Radiation proctitis: predictors of mortality and inpatient outcomes in the United States.

作者信息

Dahiya Dushyant S, Kichloo Asim, Perisetti Abhilash, Shaka Hafeez, Singh Jagmeet, Inamdar Sumant

机构信息

Central Michigan University College of Medicine, Saginaw, MI (Dushyant S. Dahiya, Asim Kichloo).
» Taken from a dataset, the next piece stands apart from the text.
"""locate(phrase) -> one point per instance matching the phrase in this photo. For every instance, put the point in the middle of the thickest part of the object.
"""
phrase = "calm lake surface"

Parkview Cancer Institute, Fort Wayne, IN (Abhilash Perisetti).

出版信息

Ann Gastroenterol. 2022 Jan-Feb;35(1):63-67. doi: 10.20524/aog.2021.0684. Epub 2021 Dec 11.

Abstract

BACKGROUND

We aimed to evaluate the characteristics of hospitalizations for radiation proctitis (RP).

METHODS

The National Inpatient Sample (NIS) was analyzed to identify RP hospitalizations for 2016 and 2017. Outcomes included mortality, predictors of mortality, mean length of stay (LOS), mean total hospital cost (THC), and numerous system-based complications.

RESULTS

We identified 16,810 adult hospitalizations for RP. On admission, an initial diagnosis of RP was established for only 27.54% of these patients. The mean age was 72.3±0.5 years and 30.2% of the study population was female. Whites made up 68.7% of the study population. Most hospitalizations for RP were at large (51%), urban (93.6%), and teaching (71.1%) hospitals. The inpatient mortality for RP hospitalizations was 1.7%. After adjusting for biodemographic factors, hospitalization characteristics and comorbidities, older age and protein energy malnutrition (PEM) were associated with higher odds of inpatient mortality. The mean LOS and THC for RP hospitalizations were 5.6 days and $53,800, respectively. Inpatient complications associated with RP included acute renal failure (19.7%), sepsis (4.4%), deep vein thrombosis (3.7%), acute respiratory failure (3.3%), and pulmonary embolism (0.7%).

CONCLUSIONS

Inpatient mortality for RP was 1.7%. Older age and PEM were associated with higher odds of inpatient mortality.

摘要

背景

我们旨在评估放射性直肠炎(RP)住院治疗的特征。

方法

对国家住院患者样本(NIS)进行分析,以确定2016年和2017年RP的住院病例。结局指标包括死亡率、死亡预测因素、平均住院时间(LOS)、平均总住院费用(THC)以及众多基于系统的并发症。

结果

我们确定了16810例成人RP住院病例。入院时,这些患者中仅有27.54%被初步诊断为RP。平均年龄为72.3±0.5岁,研究人群中30.2%为女性。白人占研究人群的68.7%。大多数RP住院病例发生在大型(51%)、城市(93.6%)和教学(71.1%)医院。RP住院患者的住院死亡率为1.7%。在对生物人口统计学因素、住院特征和合并症进行调整后,年龄较大和蛋白质能量营养不良(PEM)与住院死亡率较高的几率相关。RP住院病例的平均LOS和THC分别为5.6天和53800美元。与RP相关的住院并发症包括急性肾衰竭(19.7%)、脓毒症(4.4%)、深静脉血栓形成(3.7%)、急性呼吸衰竭(3.3%)和肺栓塞(0.7%)。

结论

RP的住院死亡率为1.7%。年龄较大和PEM与住院死亡率较高的几率相关。